3. Final Paycheck. As soon as administratively practicable on or after the Termination Date, the Company will pay Executive all accrued but unpaid base salary and all accrued and unused vacation earned through the Termination Date, subject to standard payroll deductions and withholdings. Executive is entitled to these payments regardless of whether Executive executes or revokes this Agreement.

4. Separation Payments and Benefits. Without admission of any liability, fact or claim, the Company hereby agrees, subject to the execution of this Agreement and, on or within twenty-one days following the Termination Date, this Agreement becoming no longer subject to revocation as provided in Section 6(c)(iii) and Executive’s performance of his continuing obligations pursuant to this Agreement, any offer letter or employment agreement between Executive and the Company, the Confidentiality Agreement and any other material agreement between Executive and the Company, to provide Executive the severance benefits set forth below. Specifically, the Company and Executive agree as follows:

(a) Severance. For the period commencing on the Termination Date and ending on the earlier of (i) the eighteen-month anniversary of the Termination Date or (ii) the first date on or after the first anniversary of the Termination Date that Executive is employed or otherwise engaged to provide services on a full-time basis, Executive shall be entitled to receive the continued payment of his base salary at the rate of $380,000 per annum, subject to continuing compliance by Executive with the terms hereof.

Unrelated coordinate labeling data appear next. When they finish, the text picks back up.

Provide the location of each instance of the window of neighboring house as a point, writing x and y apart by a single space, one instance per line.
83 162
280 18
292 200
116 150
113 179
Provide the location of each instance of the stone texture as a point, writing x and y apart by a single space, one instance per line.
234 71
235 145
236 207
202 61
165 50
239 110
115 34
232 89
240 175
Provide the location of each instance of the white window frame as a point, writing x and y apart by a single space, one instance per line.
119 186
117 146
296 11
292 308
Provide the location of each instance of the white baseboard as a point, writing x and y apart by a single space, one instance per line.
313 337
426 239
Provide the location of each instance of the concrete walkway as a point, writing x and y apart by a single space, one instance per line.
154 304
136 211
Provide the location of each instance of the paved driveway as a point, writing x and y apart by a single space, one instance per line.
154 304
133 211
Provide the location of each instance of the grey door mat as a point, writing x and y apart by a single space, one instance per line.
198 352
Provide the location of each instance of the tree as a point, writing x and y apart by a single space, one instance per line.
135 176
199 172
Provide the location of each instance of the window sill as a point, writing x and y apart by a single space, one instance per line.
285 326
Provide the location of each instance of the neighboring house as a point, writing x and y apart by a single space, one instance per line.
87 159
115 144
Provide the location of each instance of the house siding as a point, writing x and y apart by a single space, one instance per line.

Such payment shall be made in substantially equal installments on a periodic basis in accordance with the Company’s normal payroll practices and commence as soon as administratively practicable following this Agreement becoming no longer subject to revocation (with the first such installment to include any installments that would have been paid had this Agreement been irrevocable as of the Termination Date).

(b) Business Expenses. The Company shall reimburse Executive for all outstanding expenses incurred prior to the Termination Date which are consistent with the Company’s policies in effect from time to time with respect to travel, entertainment and other business expenses, subject to the Company’s requirements with respect to reporting and documenting such expenses.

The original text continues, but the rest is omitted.